Hello Everyone! Today I am bringing you some more super cool command line knowledge to help you work more efficiently in your bash terminal: Dot Files. It’s crazy how I have never used them before. I am learning so many new concepts this year and I’m eager to share them with you.
Two types of dot files I’d like to share today are Aliases and Functions.
Aliases are shortcuts you can use in your terminal to represent something else. For example, “c” in my terminal is aliased to “clear”. “Clear” is a command line argument to clear your screen whenever it gets too clunky/messy/etcetera with data. Another alias I have created is “rb” which is a shortcut for “source ~/.bashrc”. This command refreshes the terminal without having to exit out.
To access your dot files, go to your home folder with all of your files. Currently, I am using a Mac OS, so I go to my finder and then my home folder. Most of the time dot files are hidden. To uncover them hit, “shift” + “command” + ” .” .
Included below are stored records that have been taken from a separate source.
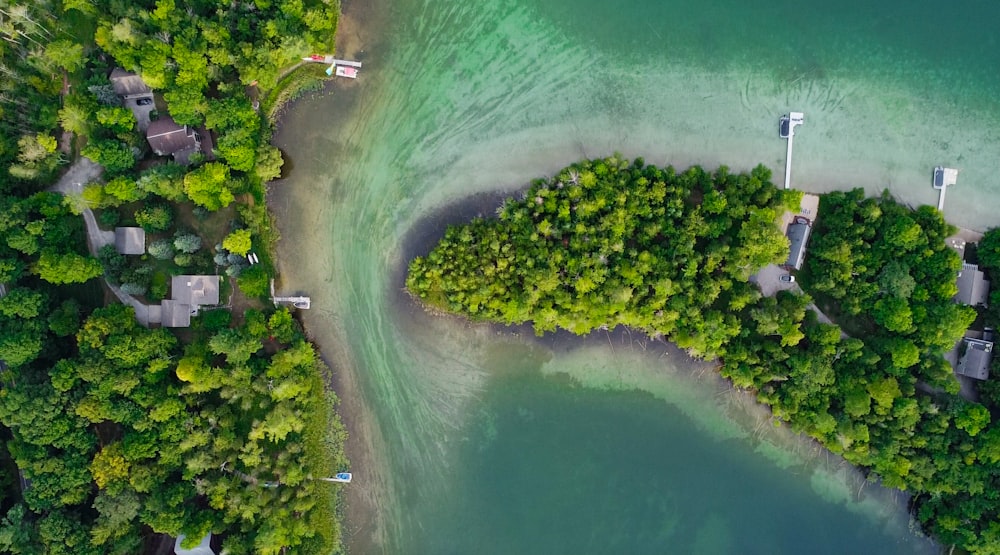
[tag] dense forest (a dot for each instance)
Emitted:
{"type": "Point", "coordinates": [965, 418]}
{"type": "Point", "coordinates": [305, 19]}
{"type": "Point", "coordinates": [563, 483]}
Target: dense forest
{"type": "Point", "coordinates": [113, 433]}
{"type": "Point", "coordinates": [605, 243]}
You can create an aliases file like any other file. Create a new file using your normal text editor and save it as “.aliases”. Your computer will know what this means. Once you’ve created your file you can begin to make aliases. It’s super easy. If I want to create a folder in my terminal named “sports”, I can type “m sports” which is the same as “mkdir sports”. To create “m” as an alias, all you need to do is type alias m=”mkdir” on a line in your .aliases file. Don’t add spaces. BOOM, that’s it.
Take a look at some of my aliases below:
If you end up forgetting some of your aliases. All you have to do in your terminal is enter “type c”, and your bash terminal should state that “c is aliased to clear”. Feel free to make tons of shortcuts. Make sure that which ever aliases you decide to use aren’t already commands. Use “type” to verify that they aren’t.
Another cool type of dot file is functions. “.functions” is another file you can create to use shortcuts in your terminal. Currently, I only use one function. The function that I use does two jobs in one short command. It makes a folder AND cd’s into it. I use the command “mkd”, which is a shortcut for “mkdir folder_name” and “cd folder_name”. There are tons of functions you can find on the web to suit your needs. The snippet I am about to show you is a function that most of my co-workers use in their “.functions” file as well.
It looks like another language now doesn’t it? You can learn to create your own functions with the good ole google search. OR, you can borrow others’ from open source GitHub accounts and articles. I found several online but personally found no use for them. I am sure as I gain more experience, I will come across tasks I’d like to automate using functions. For now, I’ll stick with just this one.